Researchers Reveal Three Distinct Modes of Dynamic Friction Rupture with Implications for Earthquake Behavior

September 25, 2006

A new study by researchers at the California Institute of Technology has revealed important findings about the nature of ruptures and sliding behavior, which could impact how we respond to earthquakes and other disasters.

In the modeling of earthquake ruptures, researchers have, for some time, proposed that three primary modes of rupture may occur at a faultline during an earthquake. The experimental visualization of these ruptures or sliding modes, including the "self-healing" pulse rupture, has for the first time been achieved and demonstrated in the Graduate Aeronautical Laboratories of the California Institute of Technology (GALCIT) using dynamic high-speed photoelasticity and laser vibrometry.

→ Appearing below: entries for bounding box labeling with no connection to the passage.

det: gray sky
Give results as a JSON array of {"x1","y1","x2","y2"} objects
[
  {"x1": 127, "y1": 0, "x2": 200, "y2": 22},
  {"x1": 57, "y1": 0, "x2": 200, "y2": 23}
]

Ares Rosakis, Director of GALCIT and the Theodore von Karman Professor of Aeronautics and Professor of Mechanical Engineering at Caltech, says, "The discovery of these rupture failure modes has never been directly confirmed. We are the first to create the conditions in the laboratory to generate and visualize these rupture and sliding phenomena. Utilizing ultrahigh-speed optical instrumentation, we have been able to see these modes in a laboratory-which has produced some rather counterintuitive results. The results of this research could have a significant impact on understanding earthquake behavior and ruptures, could validate existing theoretical and numerical methodologies currently used in seismology, and could one day help us to potentially mitigate massive earthquake damage."

In controlled laboratory conditions, Rosakis along with his collaborators, Guruswami Ravichandran, the John E. Goode, Jr. Professor of Aeronautics and Mechanical Engineering, and George Lykotrafitis, their former PhD student and currently a postdoctoral scholar at MIT, created rupture models propagating along "incoherent" or frictional interfaces separating identical materials. Combining high-speed photography with a new technique called laser vibrometry, the team conclusively confirmed the existence of the rupture mode types, the exact point of rupture, the sliding velocity, and the rupture propagation speed. Ultrahigh-speed photography, providing up to two million photographs per second, and dynamic photoelasticity were combined with laser vibrometry, to give an accurate measurement of the sliding velocities and to reveal the various modes of sliding.

Specifically, to conduct the research, the GALCIT team compressed two sheets of Homalite, a clear polymeric material. They then shot projectiles at various velocities into one of the two sheets. The high-speed camera and the interferometers were simultaneously triggered. Two laser vibrometers measured both the horizontal and the vertical particle velocities just above and below the sliding interface, thus providing a time record of the relative sliding and opening speeds as the dynamic rupture went by with speeds in excess of 1.0Km/sec. They also controlled the parameters of impact speed, confining pressure, and surface roughness to measure the dynamic sliding.

Theoretical models have predicted that shear ruptures assume either a sliding crack rupture mode; a pulse-like mode; a wrinkle-like opening pulse mode; or a mixed rupture combination of these modes. In earthquake faulting, a sliding crack mode would occur where a large section of the interface slides behind a fast-moving rupture front and continues to slide for a long time. In the "self-healing" slip pulse mode (first proposed in the early '90s by Thomas Heaton, professor of engineering seismology and civil engineering at Caltech) the rupture will actually slide or "crawl" along the fault in a pulse-like motion, and the fault will then recompress or "self-heal" behind the pulse. In this pulse-like sliding mode, the slip is confined to a finite distance behind the propagating rupture front, while the fault behind it relocks. The third mode, the wrinkle-like opening pulse mode, is similar to the sliding pulse but would actually create a vertical opening across the fault plane followed by self-healing (something like a ripple on a carpet). Through this new laboratory research technology, these phenomena were actually seen and verified.

This research may eventually provide new insights into how we view, react, and prepare for earthquakes. "In studying seismology and the physics of earthquakes, there is no way to internally visualize the earth's crust," comments team member Ravichandran. "In the lab, we have now confirmed the existence and behaviors of crack-like sliding, self-healing pulse-like sliding, and wrinkle-like opening pulse sliding. This research can provide vital information to help determine the behavior of earthquake ruptures and sliding. Now we have a way to 'see' these behaviors, which can provide new avenues of understanding for these occurrences."

This technology also has potential applications for any composite structure containing coherent and incoherent interfaces; for example, the durability of the new generation of high- speed naval vessels that are constructed with layered structures in their hulls and are subject to dynamic wave slamming or underwater threats can be studied by such techniques. Ravichandran is the director of a newly established Multidisciplinary University Research Initiative sponsored by the Office of Naval Research at GALCIT whose purpose is the study of such phenomena as they pertain to the reliability of the new generation of naval vessels.

The findings from the GALCIT team are being published in the September 22 issue of the journal Science. The title of their article is "Self-Healing Pulse-Like Shear Ruptures in the Laboratory."